La nave - specifica una nota della Capitaneria di Porto genovese -
è formalmente in attesa di ordini da parte dell'armatore,
ma è evidente che l'unità è stata abbandonata
al proprio destino e sarà preda dei creditori. L'equipaggio,
composto da 12 persone di nazionalità prevalentemente russa
che non toccano terra da circa sei mesi, aveva ormai quasi esaurito
le scorte di viveri e combustibili.
La macchina della solidarietà, coordinata da Don Giacomo,
si è rapidamente attivata ed i breve i volontari hanno
raccolto più di una tonnellata di generi di prima necessità.

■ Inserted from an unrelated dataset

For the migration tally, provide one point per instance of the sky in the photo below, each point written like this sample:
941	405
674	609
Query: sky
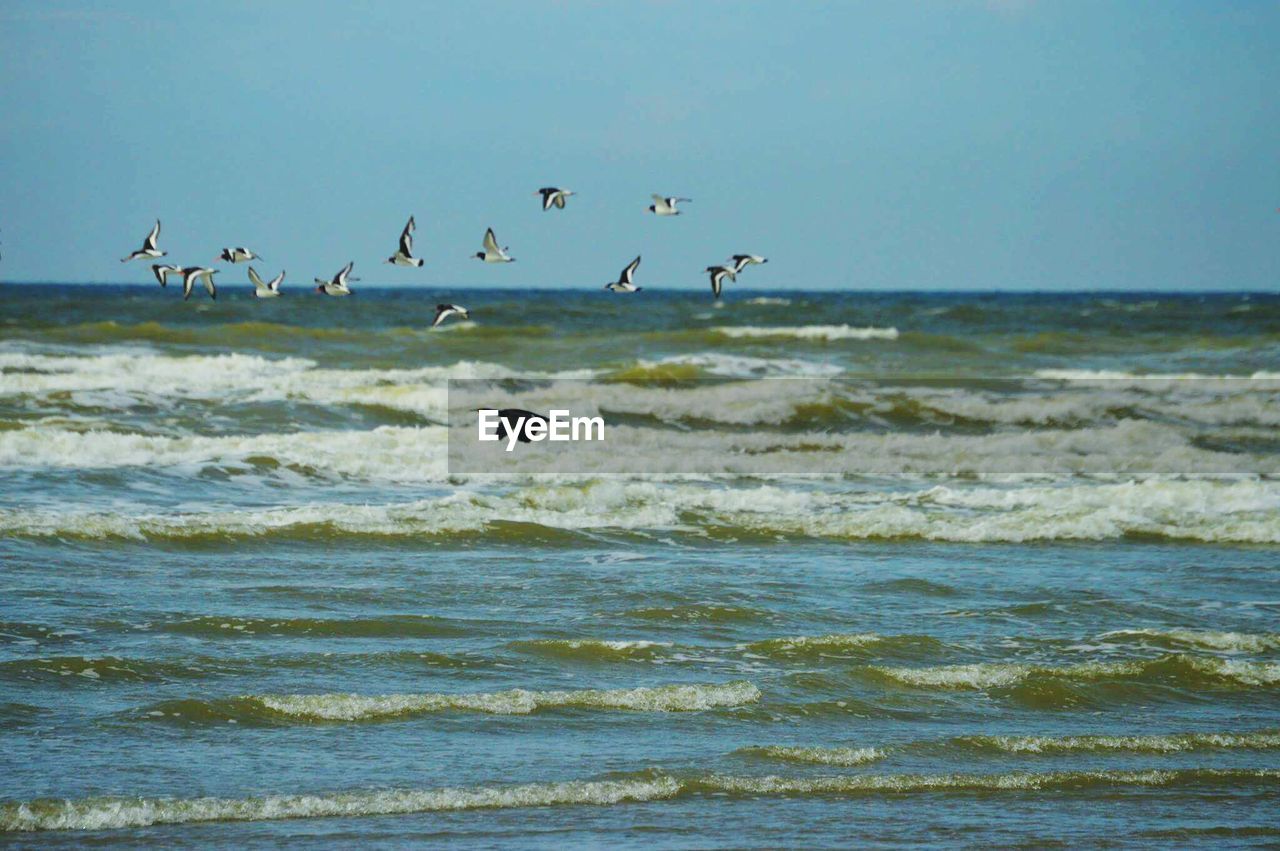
961	145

Le condizioni meteorologiche hanno ostacolato nella giornata di
ieri l'effettuazione del trasbordo. La Capitaneria, attivandosi
direttamente e utilizzando la motovedetta CP 252, è riuscita
oggi a portare a bordo circa 70 scatole di generi alimentari.
Don Giacomo, che è salito sulla Passat insieme con
un pastore luterano per portare conforto anche spirituale ai marittimi,
ha portato con sé alcuni telefoni cellulari dotati di schede
prepagate, consentendo all'equipaggio di comunicare con le proprie
famiglie.
La nave - spiega la Capitaneria di Porto - per il periodo del
vertice internazionale G8, troverà probabilmente ricovero
nel porto di Savona, mentre successivamente dovrebbe entrare nel
porto di Genova.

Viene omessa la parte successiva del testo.